The last few days through Peru, Chile and Bolivia had been spend conversing, negotiating and learning about locals in their present situation. The next few would be spend looking into their past. Both Dominik and I had wanted to visit Tiwanaku, on the southern shores of Lake Titicaca due to its archeological significance. Just like the Mayan ruins in Central America or the Roman ruins scattered about Europe Tiwanaku is solid evidence of a sophisticated Empire that occupied parts of these countries centuries before our present geo-political boundaries ever existed.
If one was to track back through Bolivia’s history five main periods occupy much of its past. The first was the ancient Tiwanaku civilization which dates back to around 1200BC and held sway to around 1000AD. They were followed by smaller indigenous states that dominated until they in turn were incorporated by the Inca Empire around the mid 1400s. The Incas dominated much of the Andean region until the early 1500s when the Spanish arrived with modern weaponry and soon Bolivia was under Spanish control where it remained up until independence in 1825.
It is this first civilization, Tiwanaku, that had brought us to the town of the same name. Though it had emerged from humble beginnings Tiwanaku grew in strength as the years passed and by 100BC had established a distinct class system and by 700AD had expanded to cover much of Bolivia and parts of Peru, Chile and Argentina. Their kingdom centred around Tiwanaku which had evolved into a religious and business city of 50,000. It is here that Dominik and I decided to spend our day, amongst the remnants of this great city.
Our hotel was just up the road from the ruins and Dominik collected his painting gear and headed out to capture some of them on canvass. I joined him later as I had a couple of blogs to finish. To enter the sprawling complex one has to buy a ticket at the ‘billotier’ where I was surprised to see a tiered pricing system in place again. Just like at the gas pump the Nationals paid a substantially lower price, this was all part of President Evo Morales plan to put the Indigenous people back out front.
The complex at Tiwanaku is quite comprehensive, there are two outdoor excavated ‘areas,’ and two indoor museums to explore.

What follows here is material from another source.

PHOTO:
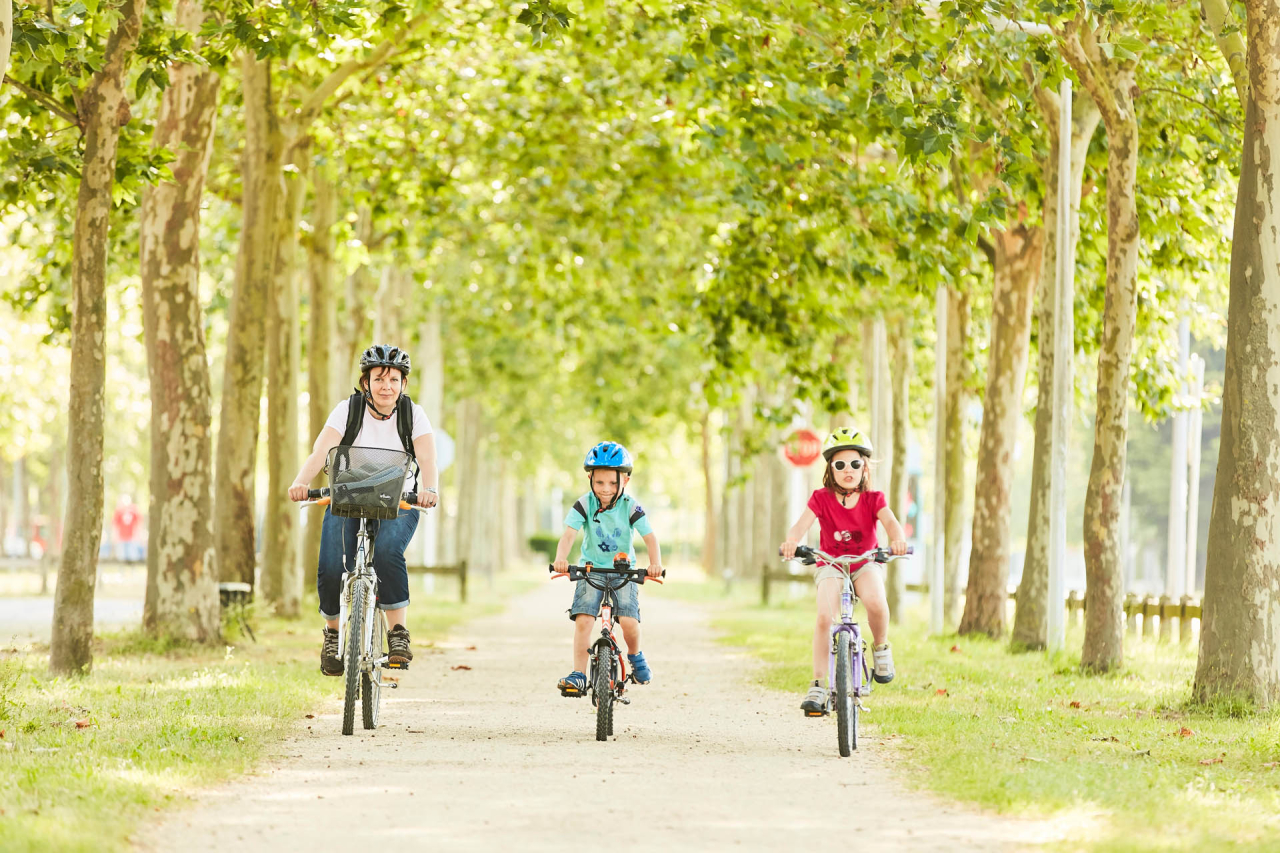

We were interested primarily in ‘Area 1” which included the Piramide de Akapana, the Temlo deKalasasaya, the Templo de Putuni and the one structure we really wanted to see, the Puerta del Sol, the door of the sun. Before entering Area 1 I looked around the complex to get my bearings and stopped to watch a large group of Bolivian children playing in a designated area. They were on a school field trip and all dressed in uniform. What a great outing and what a way to learn of ones culture I thought to myself. I couldn’t help but feel that the Bolivians were spending time and money where it was most important.
Inside I explored Area 1 and it soon became apparent how advanced the complex was. From the layout and design to the intricate carvings in stone everything portrayed a layer of sophistication that far surpassed my expectations. As I wandered around the complex large tours were being led through while two areas were under excavation, it was part museum and part exposition. At one point I couldn’t help but think I’d mistakenly walked onto an Indiana Jones movie set. It was fascinating.
I found Dominik next to the Templo de Kalasasaya, which he was painting. We had a brief natter and he told me of the school children checking out his work while one of the custodians shooed them back, “Give the artist room,” he encouraged. It appears that the Bolivian friendly spirit is nurtured from an early age.
I did some more filming there as three Llamas put on a show for us. There was Mama, Papa, and their young one. It was quite the sight, Dominik painting and I filming behind the blue cordon while the Llamas roughhoused on the other side like they owned the place.
We returned to the hotel a while later and started talking of moving from one timeframe to the next, as tomorrow we were heading for Copacabana, we were leaving the heart of the Tiwanaku Empire and heading to that of the Inca, the Isla del Sol.